Friday, July 02, 2010

Today's Contribution to the Blogging Industry

I just love the contemporary use of the term "industry." The word calls to mind smokestacks, molten steel pouring out of the giant crane-operated ladle in a shower of sparks, lathes and vertical mills with coolant washing chips off the workpiece, people assembling machinery ... in short, the production of tangible goods. But in this story, we're told what's going on in the "leisure and hospitality" industry, as well as in the "temporary-help industry." Yeah, well, at the moment I'm in the blogging industry, I guess. If I were a good-looking harlot, I could be in the sex industry. Whatever.

Meanwhile, this economic "recovery" we've been told about continues in robust fashion:
Washington — Private employers added a smaller-than-expected 83,000 jobs in June, but the unemployment rate edged down to 9.5% as many workers dropped out of a labor market that remains very sluggish.

The Labor Department reported Friday that total payroll employment, including government workers, was down 125,000 in June, reflecting the loss of 225,000 census workers who finished their assignments.

The decrease in Census Bureau staffing was expected, but most analysts were looking for stronger job growth in the private sector, which has yet to generate momentum and looms as a major threat to the overall economic recovery. In May, private employers added just 33,000 jobs. What's more, the average hours worked in manufacturing and other industries in June declined, as did average hourly earnings.

Job gains last month were largely in low-paying industries -- leisure and hospitality, and the temporary-help industry. Manufacturing payrolls grew by 9,000, but that was much smaller than the average of 25,400 in the prior five months. And the construction industry shed another 22,000 jobs in June.

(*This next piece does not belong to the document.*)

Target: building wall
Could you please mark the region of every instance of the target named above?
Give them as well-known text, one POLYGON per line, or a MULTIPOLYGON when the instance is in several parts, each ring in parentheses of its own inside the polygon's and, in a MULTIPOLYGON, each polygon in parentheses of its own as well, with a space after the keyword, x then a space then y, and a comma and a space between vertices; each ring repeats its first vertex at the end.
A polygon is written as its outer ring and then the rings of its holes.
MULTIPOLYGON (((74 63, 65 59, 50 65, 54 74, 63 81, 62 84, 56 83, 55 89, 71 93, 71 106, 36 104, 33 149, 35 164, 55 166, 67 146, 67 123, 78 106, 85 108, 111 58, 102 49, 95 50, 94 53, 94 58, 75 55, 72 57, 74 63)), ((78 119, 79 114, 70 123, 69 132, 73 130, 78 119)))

Although the jobless rate in June fell from 9.7% in May, that reflected a big drop of 652,000 people in the labor force over the month. The labor force is made up of workers and those actively looking for jobs. With the economic recovery weakening and many employers reluctant to hire, many more unemployed people may have quit looking for work, which would push down the jobless rate.

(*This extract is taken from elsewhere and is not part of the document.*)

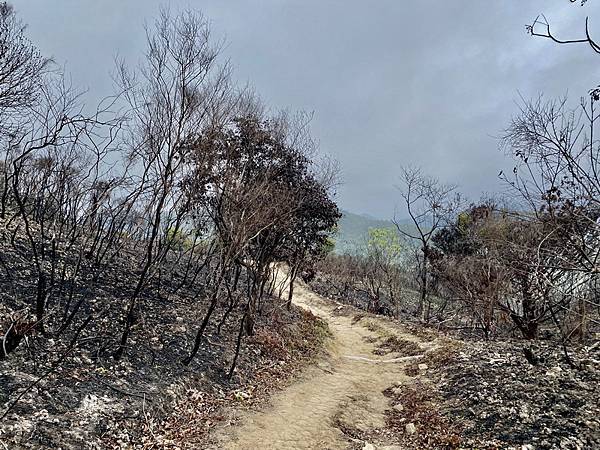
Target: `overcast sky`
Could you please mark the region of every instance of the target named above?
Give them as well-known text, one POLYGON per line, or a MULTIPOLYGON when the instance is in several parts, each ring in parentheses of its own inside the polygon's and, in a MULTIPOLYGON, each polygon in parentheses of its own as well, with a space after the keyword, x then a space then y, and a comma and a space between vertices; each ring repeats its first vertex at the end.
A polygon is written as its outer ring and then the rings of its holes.
MULTIPOLYGON (((112 89, 119 55, 135 64, 154 0, 13 0, 29 36, 89 89, 112 89)), ((519 95, 600 83, 600 55, 525 33, 544 13, 556 34, 581 37, 585 15, 600 37, 600 1, 204 0, 192 7, 225 38, 235 77, 273 108, 314 111, 313 132, 339 160, 342 208, 389 218, 402 165, 458 183, 470 198, 500 189, 507 167, 497 137, 519 95)))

In fact, the percentage of the overall working-age population that is in the labor force fell last month to 64.7% -- near a 25-year low.
News stories like this put me in mind of those super-slow-motion videos we've all seen, showing collision tests in which SUVs populated with instrumented dummies are crashed into barriers. Each such story is like a freeze frame, showing crumpling sheet metal, bits of shattered glass suspended in mid-flight, the driver dummy burying his face in the airbag. The long-awaited crash of the American corporate empire is in progress, and has been for some time. Recovery? I rather think not -- not if, by "recovery," we mean Americans living as they did even in 2000, to say nothing of the idyllic 1960s.

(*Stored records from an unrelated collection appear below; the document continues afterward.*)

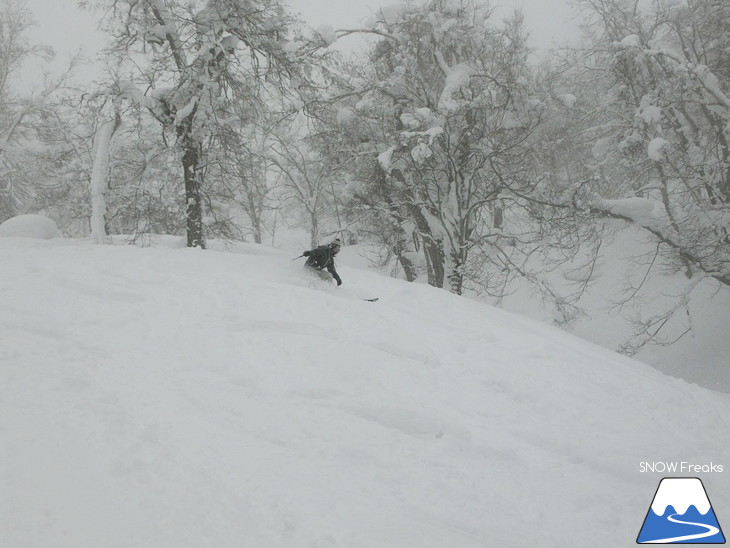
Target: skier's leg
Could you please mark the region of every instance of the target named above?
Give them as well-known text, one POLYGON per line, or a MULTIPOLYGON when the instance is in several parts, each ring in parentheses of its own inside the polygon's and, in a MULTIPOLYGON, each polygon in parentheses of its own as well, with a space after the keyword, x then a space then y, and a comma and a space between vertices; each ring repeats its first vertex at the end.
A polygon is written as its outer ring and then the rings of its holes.
POLYGON ((316 280, 322 280, 328 283, 332 282, 332 276, 326 270, 320 270, 313 265, 304 265, 304 270, 316 280))
POLYGON ((332 282, 332 275, 326 270, 317 270, 317 274, 325 282, 332 282))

But away with all of that. I just want to know -- at last! -- where Mr. LeBron James will be plying his trade, occasionally sending a basketball through the twine, and how many tens of millions he'll be compensated each year for his heroic contributions to the sports industry. And, of course, to see the death industry continue and even improve its amazing productivity in the Middle East.

2 comments:

Thinking Mama said...

On National Propaganda Radio, just today, I heard some financial expert, whose name I don't recall, talking about how we are going to have a few recessions in the next decade and how the economy is going back into a recession this year, after a year of government-induced recovery. The interviewer asked the expert about a "double-dip recession," but the expert refused to call it that--a rose by any other name, perhaps?!?

Neither the interviewer nor expert mentioned the supposedly crazy idea that ridding our country of the central Federal Reserve bank and keeping Congress and Emperor O. from meddling in private businesses will improve the economy dramatically. Doing away with the Middle East death industry will save taxpayers billions, of course, but war, as always, makes too much money for the power elite to stop it anytime soon.

Jim Wetzel said...

Back in my "conservative" days, I used to think NPR was just terrible because of its left-leaning bias. Having pried my eyes open just a little bit, I now see that NPR's terrible, all right -- it's a mouthpiece of the regime, whether donkeys or elephants are in nominal control. Actually, it's corporate ... no surprise, as the regime is itself run by corporate types.

It's remarkable. 21 years ago, the USSR collapsed under the combined weight of imperial adventures in Afghanistan, and an "economy" that produced only military rubbish. Today, the victorious USA is following more or less exactly in the Soviet footsteps.